Mitsubishi Ki-15 / C5M BABS1936 |
RECONNAISSANCE | Virtual Aircraft Museum / Japan / Mitsubishi |
In July 1935 the Imperial Japanese Army drew up its specification for a new two-seat reconnaissance aircraft, and Mitsubishi responded with a cantilever low-wing monoplane, the Mitsubishi Ki-15. Service testing was completed without difficulty and the type was ordered into production under the official designation Army Type 97 Command Reconnaissance Plane Model 1. In May 1937, a year after the first flight, delivery of production aircraft to the army began. Just before that, however, military observers in the west should have gained some premonition of Japan's growing capability in aircraft design when the second (civil) prototype was used to establish a new record flight time between Japan and England.

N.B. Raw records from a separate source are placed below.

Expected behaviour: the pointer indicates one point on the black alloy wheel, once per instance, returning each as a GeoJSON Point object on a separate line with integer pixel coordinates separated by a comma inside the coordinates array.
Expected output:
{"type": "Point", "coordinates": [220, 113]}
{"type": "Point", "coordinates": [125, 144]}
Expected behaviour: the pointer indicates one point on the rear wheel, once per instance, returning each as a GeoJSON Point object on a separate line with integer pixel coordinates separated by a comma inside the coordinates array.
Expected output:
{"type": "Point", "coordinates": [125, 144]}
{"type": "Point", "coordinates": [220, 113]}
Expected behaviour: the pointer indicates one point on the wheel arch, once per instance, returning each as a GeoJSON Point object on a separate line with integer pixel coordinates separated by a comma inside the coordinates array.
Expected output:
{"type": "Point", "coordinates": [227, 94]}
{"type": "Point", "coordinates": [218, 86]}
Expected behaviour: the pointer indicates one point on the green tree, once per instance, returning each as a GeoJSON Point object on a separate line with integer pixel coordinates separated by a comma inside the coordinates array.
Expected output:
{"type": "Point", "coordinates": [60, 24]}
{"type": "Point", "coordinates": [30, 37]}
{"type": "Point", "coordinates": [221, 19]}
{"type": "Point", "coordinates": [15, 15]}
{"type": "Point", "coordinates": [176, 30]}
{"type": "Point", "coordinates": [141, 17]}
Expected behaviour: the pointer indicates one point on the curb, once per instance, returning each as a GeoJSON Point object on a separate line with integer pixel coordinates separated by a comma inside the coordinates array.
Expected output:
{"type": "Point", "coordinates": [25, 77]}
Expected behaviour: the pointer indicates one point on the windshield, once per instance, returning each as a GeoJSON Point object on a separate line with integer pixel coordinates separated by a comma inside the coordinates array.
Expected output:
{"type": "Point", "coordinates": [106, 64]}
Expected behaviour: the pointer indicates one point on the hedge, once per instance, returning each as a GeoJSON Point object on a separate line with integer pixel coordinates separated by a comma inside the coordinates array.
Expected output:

The army's Ki-15-I had been received in time to make a significant impact at the beginning of the war with China, the type's high speed giving it freedom of the skies until China introduced the Soviet Polikarpov I-16. However, plans had already been made to upgrade performance of the Ki-15-I, this being achieved by installing the 671kW, smaller-diameter Mitsubishi Ha-26-I engine, its incorporation providing an opportunity to overcome what had been the major shortcoming of the type, a poor forward field of view past the large-diameter Nakajima engine. The improved version entered production for the army in September 1939 as the Ki- 15-II, but before that the Japanese navy, impressed by the performance of this aircraft, ordered 20 examples of the Ki-15-II under the official designation Navy Type 98 Reconnaissance Plane Model 1, Mitsubishi designation C5M1. The navy acquired subsequently 30 C5M2 aircraft that were generally similar except for installation of the more powerful 708kW Nakajima Sakae (prosperity) 12 engine. When production ended almost 500 of all versions had been built, the majority being in first-line service when the Pacific war started. Given the Allied codename 'Babs', the type was relegated to second-line roles in early 1943, but many survived to be used in kamikaze attacks at the war's end.